If you're looking for a great wine value at Trader Joe's, you will probably notice that Block Red Shiraz is the cheapest wine at the store. Or any store, for that matter. So why bother review it? Here’s why…
When our great-great--grandfathers noticed that the amphora of grape juice had fermented, they went ahead and drank it. Turns out they liked it, and they started fermenting grape juice on purpose. Did they make wine to have an academic subject to study as an adult, have knowledge to make others feel inferior, or find a new luxury good to spend thousands of dollars on? No, they wanted a safe beverage to help pass the time, provide flavor to their meal, and loosen up conversation. Tap water is safe to drink nowadays, but we still need cheap beverages to lighten up times with friends.
My regular readers will remember from my Big House Red 2011 review that boxed wine serves an important role in the wide array of beverage choices available. It’s good for a month after opening, can provide a single glass on a weekday night when you don’t want to open a full bottle, and it’s cheap. At a whopping $10 for the equivalent of four 750mL bottles, Block Red Shiraz averages $2.50 per bottle, making it the cheapest wine a person can buy (unless you are in California where Charles Shaw costs $2.00). And for comparison, when I bought this box of Block Red I also bought a bottle of Charles Shaw Cabernet Sauvignon… I couldn’t take more than two sips of it, so Block Red easily beats the competition.

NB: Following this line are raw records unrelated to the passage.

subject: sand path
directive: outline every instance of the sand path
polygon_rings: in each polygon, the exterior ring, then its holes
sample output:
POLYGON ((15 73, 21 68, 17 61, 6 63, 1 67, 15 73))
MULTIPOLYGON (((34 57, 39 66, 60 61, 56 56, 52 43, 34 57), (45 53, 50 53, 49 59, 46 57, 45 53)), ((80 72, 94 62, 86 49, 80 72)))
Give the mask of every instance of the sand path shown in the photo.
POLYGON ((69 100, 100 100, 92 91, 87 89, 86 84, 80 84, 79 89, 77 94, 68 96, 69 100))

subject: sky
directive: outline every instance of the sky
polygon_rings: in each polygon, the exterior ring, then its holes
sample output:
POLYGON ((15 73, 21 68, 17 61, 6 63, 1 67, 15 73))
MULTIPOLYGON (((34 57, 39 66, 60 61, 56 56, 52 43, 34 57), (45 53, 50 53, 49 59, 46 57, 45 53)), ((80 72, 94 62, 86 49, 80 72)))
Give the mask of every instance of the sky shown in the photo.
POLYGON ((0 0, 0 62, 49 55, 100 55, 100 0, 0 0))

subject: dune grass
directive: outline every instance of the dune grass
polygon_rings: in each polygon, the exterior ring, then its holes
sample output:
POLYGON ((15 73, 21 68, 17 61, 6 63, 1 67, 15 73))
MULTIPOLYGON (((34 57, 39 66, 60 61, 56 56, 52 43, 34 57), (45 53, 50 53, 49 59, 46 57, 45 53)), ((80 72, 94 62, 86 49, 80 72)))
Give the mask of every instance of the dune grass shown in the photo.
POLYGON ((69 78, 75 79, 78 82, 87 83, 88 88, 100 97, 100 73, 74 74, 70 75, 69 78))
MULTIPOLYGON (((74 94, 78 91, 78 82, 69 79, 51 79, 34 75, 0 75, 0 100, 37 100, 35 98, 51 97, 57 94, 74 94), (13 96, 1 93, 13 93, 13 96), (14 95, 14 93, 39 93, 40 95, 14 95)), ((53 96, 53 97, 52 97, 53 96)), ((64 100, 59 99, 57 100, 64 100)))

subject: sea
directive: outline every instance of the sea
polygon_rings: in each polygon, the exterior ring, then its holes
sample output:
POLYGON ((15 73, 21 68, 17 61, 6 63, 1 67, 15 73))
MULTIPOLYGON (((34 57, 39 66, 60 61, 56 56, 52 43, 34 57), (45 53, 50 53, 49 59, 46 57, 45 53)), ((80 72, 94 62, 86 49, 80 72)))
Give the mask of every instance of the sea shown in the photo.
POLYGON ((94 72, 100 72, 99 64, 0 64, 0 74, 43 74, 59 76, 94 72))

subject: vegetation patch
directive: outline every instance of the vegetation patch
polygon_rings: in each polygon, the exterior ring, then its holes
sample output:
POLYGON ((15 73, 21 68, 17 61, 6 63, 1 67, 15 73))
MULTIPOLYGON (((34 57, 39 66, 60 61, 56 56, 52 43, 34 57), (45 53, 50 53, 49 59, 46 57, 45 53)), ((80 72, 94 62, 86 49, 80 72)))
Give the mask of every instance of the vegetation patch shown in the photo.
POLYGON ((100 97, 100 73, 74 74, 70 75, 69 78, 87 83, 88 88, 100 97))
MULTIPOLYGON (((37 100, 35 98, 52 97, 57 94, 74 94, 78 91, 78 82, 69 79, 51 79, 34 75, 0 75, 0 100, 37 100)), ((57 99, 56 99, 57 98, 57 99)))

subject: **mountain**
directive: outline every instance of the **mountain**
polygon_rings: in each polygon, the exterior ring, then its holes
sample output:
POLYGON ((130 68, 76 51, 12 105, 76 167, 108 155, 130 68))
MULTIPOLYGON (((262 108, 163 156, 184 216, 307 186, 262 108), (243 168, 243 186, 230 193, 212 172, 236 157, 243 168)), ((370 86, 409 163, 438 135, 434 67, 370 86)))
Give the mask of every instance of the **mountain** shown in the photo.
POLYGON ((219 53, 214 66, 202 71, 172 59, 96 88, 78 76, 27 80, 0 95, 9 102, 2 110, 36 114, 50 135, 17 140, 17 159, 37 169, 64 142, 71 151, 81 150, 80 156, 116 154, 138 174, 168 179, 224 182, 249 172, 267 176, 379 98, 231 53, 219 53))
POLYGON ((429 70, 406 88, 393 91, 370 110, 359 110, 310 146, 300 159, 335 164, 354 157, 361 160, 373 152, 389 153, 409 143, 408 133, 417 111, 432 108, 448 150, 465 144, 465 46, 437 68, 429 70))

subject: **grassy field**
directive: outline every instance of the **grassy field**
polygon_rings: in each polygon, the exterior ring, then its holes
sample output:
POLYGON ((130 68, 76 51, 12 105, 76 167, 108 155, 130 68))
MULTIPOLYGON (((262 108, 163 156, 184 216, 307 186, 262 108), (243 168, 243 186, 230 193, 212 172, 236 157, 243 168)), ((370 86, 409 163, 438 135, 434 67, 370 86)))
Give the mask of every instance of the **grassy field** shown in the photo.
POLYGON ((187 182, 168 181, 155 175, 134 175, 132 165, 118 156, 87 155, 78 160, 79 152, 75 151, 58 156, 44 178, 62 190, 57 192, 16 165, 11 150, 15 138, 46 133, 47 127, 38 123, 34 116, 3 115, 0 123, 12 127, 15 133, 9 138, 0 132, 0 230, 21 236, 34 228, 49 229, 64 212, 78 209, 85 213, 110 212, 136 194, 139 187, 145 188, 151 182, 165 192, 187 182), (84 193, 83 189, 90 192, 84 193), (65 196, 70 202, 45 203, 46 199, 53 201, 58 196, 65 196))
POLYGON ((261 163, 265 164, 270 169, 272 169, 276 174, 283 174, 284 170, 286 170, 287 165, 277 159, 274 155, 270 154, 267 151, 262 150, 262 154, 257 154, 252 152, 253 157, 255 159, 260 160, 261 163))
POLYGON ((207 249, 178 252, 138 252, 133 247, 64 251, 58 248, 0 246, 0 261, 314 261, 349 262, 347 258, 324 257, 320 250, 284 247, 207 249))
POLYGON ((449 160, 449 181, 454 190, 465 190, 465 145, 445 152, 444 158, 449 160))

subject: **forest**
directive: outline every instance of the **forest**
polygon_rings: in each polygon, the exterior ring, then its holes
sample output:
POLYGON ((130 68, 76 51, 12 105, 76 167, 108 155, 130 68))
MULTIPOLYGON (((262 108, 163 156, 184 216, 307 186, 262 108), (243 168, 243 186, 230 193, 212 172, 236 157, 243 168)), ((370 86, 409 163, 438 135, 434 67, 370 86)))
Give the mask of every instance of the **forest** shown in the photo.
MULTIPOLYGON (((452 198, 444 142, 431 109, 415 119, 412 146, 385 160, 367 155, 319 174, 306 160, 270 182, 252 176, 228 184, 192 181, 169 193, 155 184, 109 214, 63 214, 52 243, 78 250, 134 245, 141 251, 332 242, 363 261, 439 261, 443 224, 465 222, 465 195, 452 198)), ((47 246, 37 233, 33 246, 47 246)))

It’s cheap, but is it good? See the Wine StarMap below…
Color: light cherry red
Aroma/Flavor: The aroma is very light and it takes deep breaths and focus to pick out the flavors. The light aromas are split evenly between ripe plum and non-fruit aromas of black pepper and earthy smoked meat. The black pepper aroma stands out more strongly on the palate than it does on the nose. The black pepper is up-front and positively spicy, while the ripe plum and earthy smoke are joined by a touch of fig and a metallic (steel) undertone. The fruit turns a bit tart in the finish and the metallic undertone from earlier in the sip outlives the fruit. The alcohol is only 13% (low for Australian Shiraz), but it is still adds a small amount of noticeable heat. The wine is very light-bodied, a bit thin in the mouth, has nice mouth-watering acidity, and hardly any tannins.
Finesse: This wine is simple, and it was designed that way for situations that don’t require anything more than simple red wine.
Who will love this wine: People who like plums, put lots of black pepper on their food, and don’t demand depth. A few months ago I was teaching a wine basics class to friends and snuck this in at the end; two people said it was their favorite wine of the night. Available for retail price of $10. I won’t review the severity of hangovers this wine provides :) This wine wasn't in my lineup testing the best cheap wine at Trader Joe's, but if it had been, I think it would have scored very highly.